Those who are caught crossing into Canada illegally through an unmanned part of the border are taken into custody by the RCMP and undergo a series of identification checks before being turned over to the Canada Border Services Agency for processing.
In the last few months, dozens of asylum seekers have illegally crossed into Canada along the Manitoba and Quebec borders with the U.S.
"The world is literally swimming in refugees," Manley told host Rosemary Barton. "We figure we can take in and manage about 40,000 a year. Do we really need to take people from the United States?"
"People have misgivings about Donald Trump … OK, but it's still the United States. It's not Homs, Syria, or Mosul in Iraq. To me, if you said you were a refugee today, where would you like to be, in Iraq or Syracuse? I'm picking Syracuse," said Manley.
Asking the wrong question
University of Toronto law professor Audrey Macklin said Manley is asking the wrong question.
"The question is: if you were from Iraq, would you rather ask for refugee protection in Syracuse, where the president calls people like you terrorists and authorities will throw you in detention, deny you a fair hearing and possibly deport [you] to Iraq," said Macklin. Or "would you rather try Canada, where you at least have a chance at a fair hearing to determine whether you are a refugee?" she asked.
Macklin is one of more than 200 law professors urging the federal government to suspend the agreement. The NDP has also pressed the government to suspend the agreement.
According to the government of Canada website, "Only countries that respect human rights and offer a high degree of protection to asylum seekers may be designated as safe third countries." NDP immigration critic Jenny Kwan said the United States no longer meets the government's criteria.

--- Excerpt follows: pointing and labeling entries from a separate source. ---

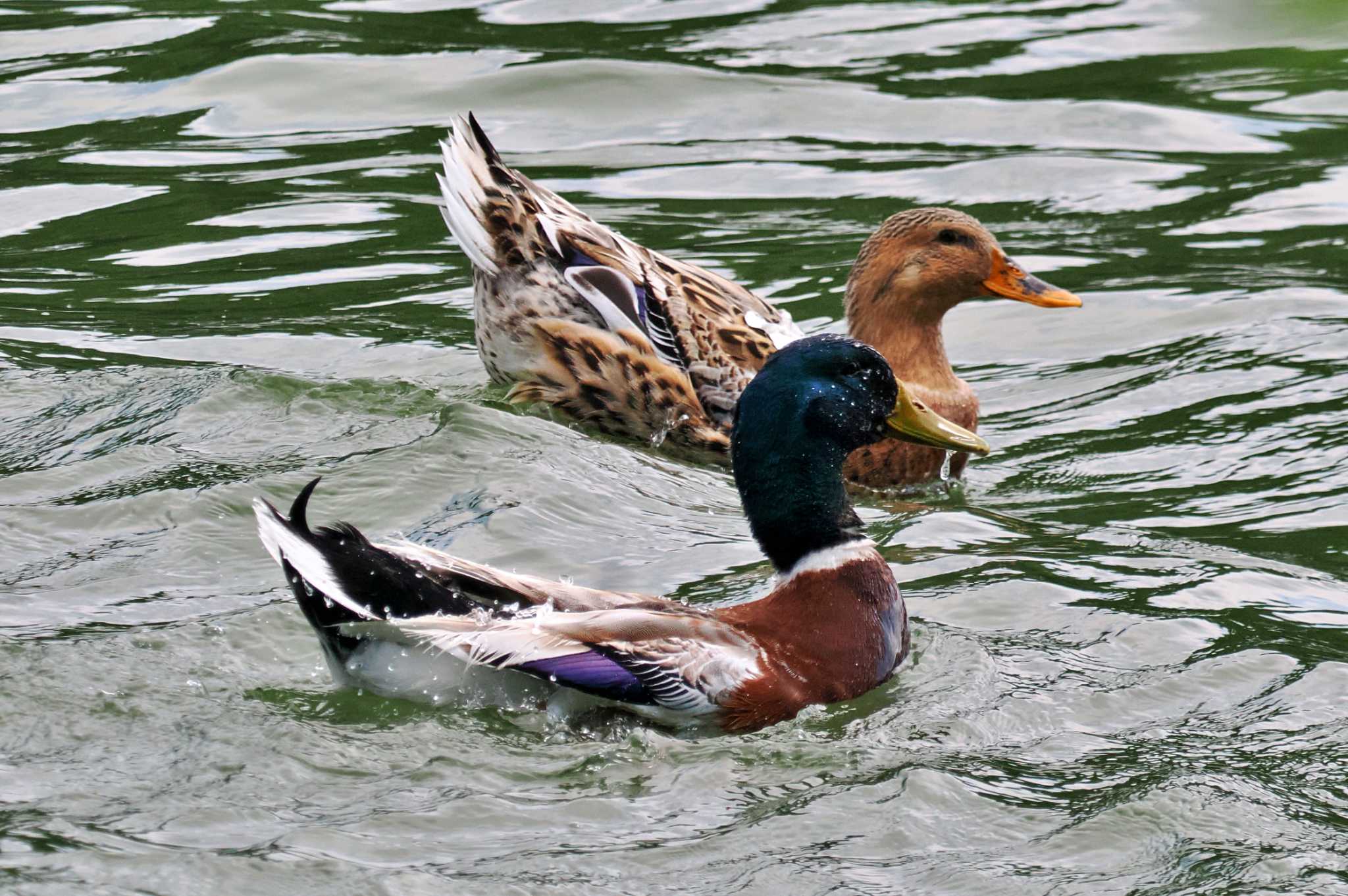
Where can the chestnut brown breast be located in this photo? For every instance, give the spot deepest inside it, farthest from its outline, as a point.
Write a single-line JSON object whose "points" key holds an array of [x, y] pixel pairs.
{"points": [[827, 636]]}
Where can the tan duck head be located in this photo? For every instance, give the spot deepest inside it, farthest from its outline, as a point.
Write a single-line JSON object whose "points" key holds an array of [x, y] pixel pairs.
{"points": [[914, 268]]}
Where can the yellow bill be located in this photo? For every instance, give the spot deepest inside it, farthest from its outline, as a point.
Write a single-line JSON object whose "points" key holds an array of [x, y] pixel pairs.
{"points": [[916, 422], [1013, 282]]}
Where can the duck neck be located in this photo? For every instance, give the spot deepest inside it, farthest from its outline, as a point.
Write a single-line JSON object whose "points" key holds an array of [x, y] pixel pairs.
{"points": [[793, 495], [906, 329]]}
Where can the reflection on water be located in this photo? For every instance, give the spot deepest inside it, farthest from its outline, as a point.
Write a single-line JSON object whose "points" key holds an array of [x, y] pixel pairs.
{"points": [[221, 274]]}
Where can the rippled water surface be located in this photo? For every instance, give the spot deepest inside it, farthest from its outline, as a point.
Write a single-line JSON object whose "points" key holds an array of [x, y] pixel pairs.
{"points": [[221, 272]]}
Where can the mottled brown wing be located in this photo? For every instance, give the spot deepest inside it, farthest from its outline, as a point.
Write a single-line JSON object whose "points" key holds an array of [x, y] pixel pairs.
{"points": [[720, 329], [618, 383]]}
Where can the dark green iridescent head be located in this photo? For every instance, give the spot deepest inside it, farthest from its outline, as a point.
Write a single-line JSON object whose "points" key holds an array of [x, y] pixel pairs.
{"points": [[812, 405]]}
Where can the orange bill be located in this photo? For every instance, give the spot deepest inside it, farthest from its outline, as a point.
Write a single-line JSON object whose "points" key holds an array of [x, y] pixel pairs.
{"points": [[1013, 282]]}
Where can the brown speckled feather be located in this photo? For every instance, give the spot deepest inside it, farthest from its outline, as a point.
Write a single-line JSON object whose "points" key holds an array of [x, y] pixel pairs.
{"points": [[618, 383], [522, 237]]}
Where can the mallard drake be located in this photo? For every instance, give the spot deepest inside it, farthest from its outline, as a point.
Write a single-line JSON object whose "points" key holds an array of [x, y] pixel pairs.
{"points": [[832, 628], [642, 345]]}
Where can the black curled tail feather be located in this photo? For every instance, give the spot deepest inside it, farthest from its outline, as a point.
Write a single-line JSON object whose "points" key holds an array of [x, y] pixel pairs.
{"points": [[299, 507], [361, 580]]}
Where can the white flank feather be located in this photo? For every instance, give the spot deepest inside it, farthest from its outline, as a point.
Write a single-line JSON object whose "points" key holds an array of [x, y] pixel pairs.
{"points": [[782, 333], [480, 640], [613, 317], [282, 543]]}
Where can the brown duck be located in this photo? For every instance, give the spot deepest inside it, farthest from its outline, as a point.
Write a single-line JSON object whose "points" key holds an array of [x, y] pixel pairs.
{"points": [[576, 316]]}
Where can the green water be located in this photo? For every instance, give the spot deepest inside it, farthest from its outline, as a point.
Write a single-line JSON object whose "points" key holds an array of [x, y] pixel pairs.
{"points": [[221, 274]]}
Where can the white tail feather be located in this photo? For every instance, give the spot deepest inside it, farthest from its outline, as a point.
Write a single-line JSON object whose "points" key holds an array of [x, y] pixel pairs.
{"points": [[461, 187]]}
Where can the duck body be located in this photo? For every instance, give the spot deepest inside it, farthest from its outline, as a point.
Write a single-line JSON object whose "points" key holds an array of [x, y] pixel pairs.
{"points": [[576, 316], [832, 628]]}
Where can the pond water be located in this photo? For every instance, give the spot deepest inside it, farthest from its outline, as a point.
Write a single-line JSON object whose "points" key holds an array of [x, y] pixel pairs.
{"points": [[221, 272]]}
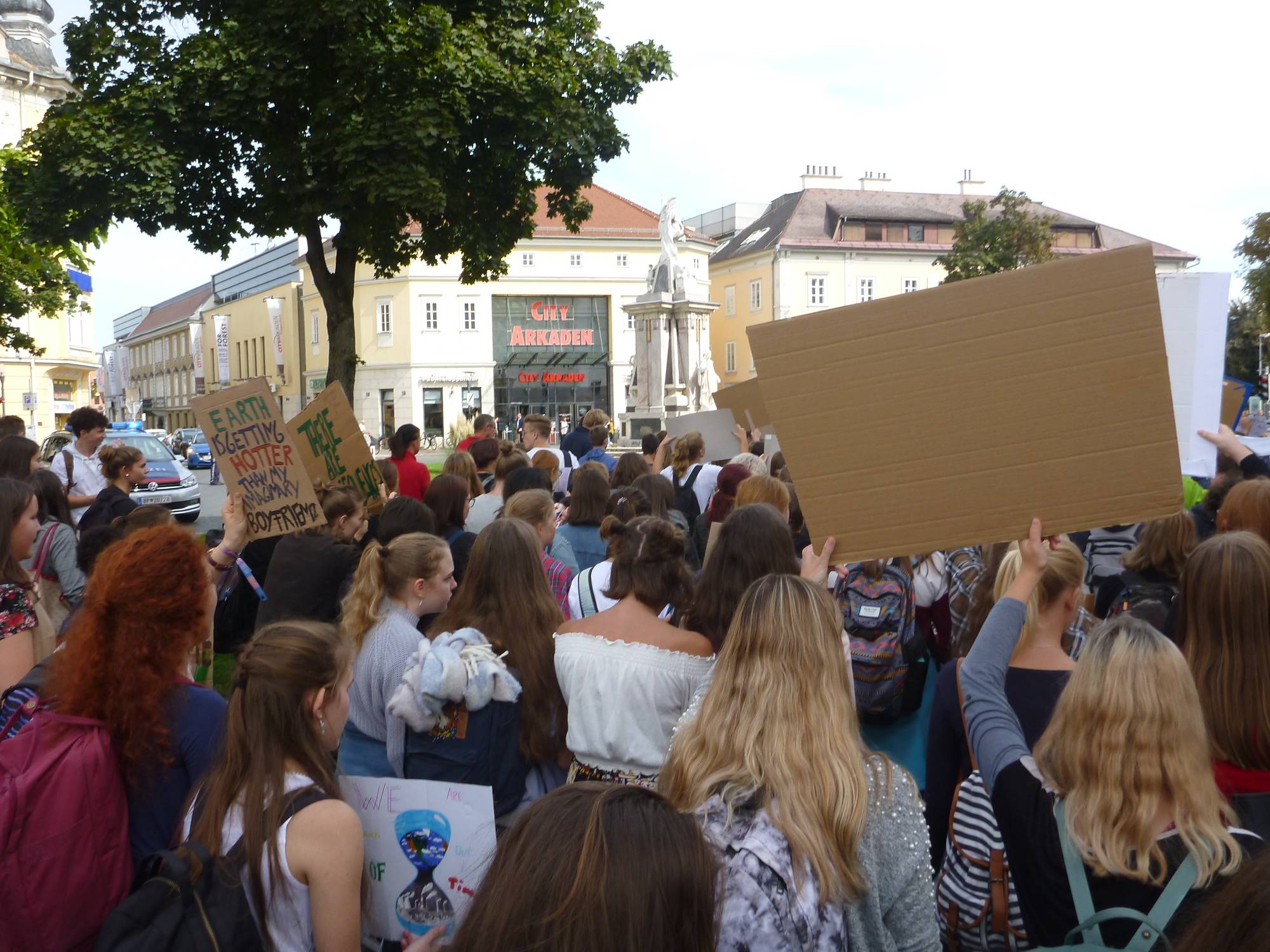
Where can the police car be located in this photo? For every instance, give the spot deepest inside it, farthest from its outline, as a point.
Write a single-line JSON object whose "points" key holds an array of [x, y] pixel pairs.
{"points": [[170, 483]]}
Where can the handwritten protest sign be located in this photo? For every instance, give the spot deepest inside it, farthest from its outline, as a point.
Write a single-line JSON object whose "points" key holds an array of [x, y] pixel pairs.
{"points": [[255, 450], [427, 846], [332, 447]]}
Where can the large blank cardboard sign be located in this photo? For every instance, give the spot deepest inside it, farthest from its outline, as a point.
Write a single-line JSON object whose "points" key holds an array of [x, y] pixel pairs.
{"points": [[952, 417], [258, 458], [332, 447]]}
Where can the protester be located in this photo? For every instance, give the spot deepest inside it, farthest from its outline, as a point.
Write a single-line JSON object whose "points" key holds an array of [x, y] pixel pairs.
{"points": [[125, 469], [413, 477], [20, 458], [1151, 569], [275, 790], [396, 586], [78, 466], [1036, 677], [581, 527], [20, 621], [462, 464], [125, 663], [509, 602], [822, 843], [312, 569], [1131, 703], [483, 428], [599, 451], [448, 499], [1224, 629], [486, 507], [535, 508], [627, 676], [573, 876], [629, 468], [754, 543]]}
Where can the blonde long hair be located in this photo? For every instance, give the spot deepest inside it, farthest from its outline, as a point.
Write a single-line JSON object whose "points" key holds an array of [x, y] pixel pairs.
{"points": [[1132, 704], [1064, 573], [783, 658], [384, 571]]}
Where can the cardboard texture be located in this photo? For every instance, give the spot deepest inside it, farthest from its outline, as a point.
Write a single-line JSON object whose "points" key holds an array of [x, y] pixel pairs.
{"points": [[746, 402], [258, 459], [716, 428], [952, 417], [332, 447], [1193, 308]]}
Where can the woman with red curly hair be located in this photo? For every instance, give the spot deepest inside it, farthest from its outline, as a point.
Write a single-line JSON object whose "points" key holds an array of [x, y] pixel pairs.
{"points": [[125, 662]]}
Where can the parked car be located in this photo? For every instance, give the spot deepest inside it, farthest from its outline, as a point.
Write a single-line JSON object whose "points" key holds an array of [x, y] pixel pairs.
{"points": [[199, 454], [171, 484]]}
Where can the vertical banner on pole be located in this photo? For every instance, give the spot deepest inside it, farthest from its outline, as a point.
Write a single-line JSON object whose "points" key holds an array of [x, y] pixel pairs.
{"points": [[196, 350], [275, 305]]}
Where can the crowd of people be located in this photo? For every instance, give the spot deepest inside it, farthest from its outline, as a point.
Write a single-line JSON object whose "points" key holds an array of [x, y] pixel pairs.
{"points": [[699, 731]]}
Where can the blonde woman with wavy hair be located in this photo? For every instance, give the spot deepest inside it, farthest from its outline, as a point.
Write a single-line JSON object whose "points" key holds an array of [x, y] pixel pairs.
{"points": [[1122, 781], [393, 588], [824, 843]]}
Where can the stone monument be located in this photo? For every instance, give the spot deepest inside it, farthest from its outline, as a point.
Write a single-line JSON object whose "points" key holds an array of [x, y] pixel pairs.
{"points": [[672, 373]]}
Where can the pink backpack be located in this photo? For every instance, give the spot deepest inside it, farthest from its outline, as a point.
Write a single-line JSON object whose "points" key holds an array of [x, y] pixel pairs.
{"points": [[65, 860]]}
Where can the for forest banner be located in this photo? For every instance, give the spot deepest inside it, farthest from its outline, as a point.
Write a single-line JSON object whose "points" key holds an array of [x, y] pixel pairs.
{"points": [[258, 458], [332, 447]]}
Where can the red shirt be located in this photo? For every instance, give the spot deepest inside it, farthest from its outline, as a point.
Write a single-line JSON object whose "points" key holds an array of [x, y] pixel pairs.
{"points": [[413, 478]]}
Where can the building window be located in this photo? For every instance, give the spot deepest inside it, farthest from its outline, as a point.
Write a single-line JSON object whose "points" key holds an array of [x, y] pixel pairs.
{"points": [[816, 290], [434, 414]]}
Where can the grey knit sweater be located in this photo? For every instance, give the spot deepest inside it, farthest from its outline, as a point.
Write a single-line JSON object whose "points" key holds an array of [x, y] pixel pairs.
{"points": [[763, 908]]}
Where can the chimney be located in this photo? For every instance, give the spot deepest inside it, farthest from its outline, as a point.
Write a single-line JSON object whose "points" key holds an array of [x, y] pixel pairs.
{"points": [[821, 177], [876, 182], [971, 186]]}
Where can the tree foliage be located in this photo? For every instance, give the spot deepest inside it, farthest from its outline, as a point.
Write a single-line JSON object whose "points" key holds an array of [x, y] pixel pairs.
{"points": [[34, 277], [420, 130], [998, 237]]}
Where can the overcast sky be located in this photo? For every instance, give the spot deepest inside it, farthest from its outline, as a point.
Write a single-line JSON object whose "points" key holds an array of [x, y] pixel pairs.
{"points": [[1144, 116]]}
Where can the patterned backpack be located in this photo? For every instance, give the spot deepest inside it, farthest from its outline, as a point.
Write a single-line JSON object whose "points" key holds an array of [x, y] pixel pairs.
{"points": [[887, 647], [973, 893]]}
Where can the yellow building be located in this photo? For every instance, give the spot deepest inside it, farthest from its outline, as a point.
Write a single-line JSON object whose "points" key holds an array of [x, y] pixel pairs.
{"points": [[826, 247], [43, 390]]}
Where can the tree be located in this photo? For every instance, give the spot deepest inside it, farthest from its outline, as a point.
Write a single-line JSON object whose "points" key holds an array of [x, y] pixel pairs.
{"points": [[998, 237], [34, 277], [421, 130]]}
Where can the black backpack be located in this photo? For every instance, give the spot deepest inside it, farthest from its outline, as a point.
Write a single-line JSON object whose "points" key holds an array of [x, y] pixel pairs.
{"points": [[685, 499], [177, 909]]}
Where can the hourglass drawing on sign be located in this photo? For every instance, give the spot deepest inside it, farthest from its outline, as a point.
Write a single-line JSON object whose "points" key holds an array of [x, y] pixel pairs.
{"points": [[425, 838]]}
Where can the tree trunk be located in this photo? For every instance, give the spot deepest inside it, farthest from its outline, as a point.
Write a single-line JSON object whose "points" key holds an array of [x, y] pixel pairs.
{"points": [[337, 296]]}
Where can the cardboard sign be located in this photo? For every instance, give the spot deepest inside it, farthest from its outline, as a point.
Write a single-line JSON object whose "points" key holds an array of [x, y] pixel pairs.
{"points": [[427, 846], [716, 428], [1194, 309], [953, 417], [746, 402], [332, 447], [258, 458]]}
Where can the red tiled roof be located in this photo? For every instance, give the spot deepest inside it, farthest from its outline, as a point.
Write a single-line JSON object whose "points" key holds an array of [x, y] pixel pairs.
{"points": [[175, 309]]}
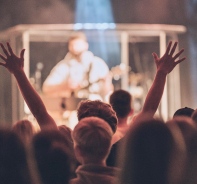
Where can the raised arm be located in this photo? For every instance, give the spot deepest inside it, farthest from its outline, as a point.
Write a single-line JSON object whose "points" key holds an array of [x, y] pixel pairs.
{"points": [[15, 65], [164, 65]]}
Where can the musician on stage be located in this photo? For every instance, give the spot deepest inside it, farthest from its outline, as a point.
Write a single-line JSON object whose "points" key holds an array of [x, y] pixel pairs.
{"points": [[80, 73]]}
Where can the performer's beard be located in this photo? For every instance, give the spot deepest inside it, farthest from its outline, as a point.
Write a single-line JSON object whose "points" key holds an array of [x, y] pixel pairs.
{"points": [[77, 55]]}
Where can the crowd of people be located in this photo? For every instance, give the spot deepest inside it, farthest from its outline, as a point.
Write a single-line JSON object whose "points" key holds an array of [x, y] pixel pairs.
{"points": [[108, 145]]}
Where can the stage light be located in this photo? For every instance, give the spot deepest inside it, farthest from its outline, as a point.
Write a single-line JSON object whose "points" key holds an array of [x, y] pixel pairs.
{"points": [[97, 16]]}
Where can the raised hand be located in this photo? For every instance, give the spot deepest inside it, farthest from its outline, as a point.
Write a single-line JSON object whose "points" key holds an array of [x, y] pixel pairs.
{"points": [[167, 62], [11, 61]]}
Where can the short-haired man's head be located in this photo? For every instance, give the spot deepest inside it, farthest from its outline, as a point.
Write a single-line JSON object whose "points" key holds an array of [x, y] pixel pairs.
{"points": [[121, 100], [97, 108], [93, 137]]}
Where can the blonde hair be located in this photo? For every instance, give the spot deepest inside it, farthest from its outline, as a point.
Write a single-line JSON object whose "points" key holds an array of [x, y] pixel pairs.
{"points": [[93, 136]]}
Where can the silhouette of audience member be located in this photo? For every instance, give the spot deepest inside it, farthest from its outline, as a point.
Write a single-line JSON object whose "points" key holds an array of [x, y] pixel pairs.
{"points": [[25, 130], [120, 101], [52, 156], [14, 168], [97, 108], [164, 65], [186, 111], [15, 64], [153, 154], [92, 142]]}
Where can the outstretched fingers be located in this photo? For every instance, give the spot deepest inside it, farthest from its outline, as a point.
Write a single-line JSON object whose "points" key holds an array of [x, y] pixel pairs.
{"points": [[155, 56], [180, 60], [173, 48], [178, 54], [168, 48], [2, 57], [22, 53], [10, 49], [4, 50]]}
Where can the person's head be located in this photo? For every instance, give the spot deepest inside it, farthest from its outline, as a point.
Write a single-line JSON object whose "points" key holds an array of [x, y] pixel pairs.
{"points": [[186, 111], [52, 157], [24, 129], [150, 151], [121, 101], [97, 108], [77, 43], [92, 140]]}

"It is clear that many refugees no longer feel safe in the United States. The executive orders from President Trump, the massive crackdown on undocumented immigrants, as well as forthcoming immigration orders, all make it very clear that the United States under President Trump no longer meets that criteria," said Kwan.
"The continuation of this agreement will guarantee that we will see even more illegal border crossings with asylum seekers risking life and limb, because they have no other choice," she said.
Government update Thursday
Prime Minister Justin Trudeau took questions from media in Calgary early Wednesday and addressed the recent influx of asylum seekers.
"We know that Canadians and ourselves are very alert to ensuring both the integrity of our borders and the strength of our immigration system. That's why we're making sure that all laws are properly being followed and enforced and that the amazing communities that have done such a great job of welcoming people in very difficult situations get the support they need," said Trudeau.
"We can reassure Canadians that we have a strong and robust system for processing these new arrivals, but at the same time, we are working with all levels of government and indeed talking with our counterparts in the United States to ensure that we are addressing the situation properly," he said.
Officials from the Department of Immigration, Refugees and Citizenship, the RCMP and the Canada Border Services Agency are scheduled to brief the media Thursday on the government's approach to dealing with the influx of asylum seekers.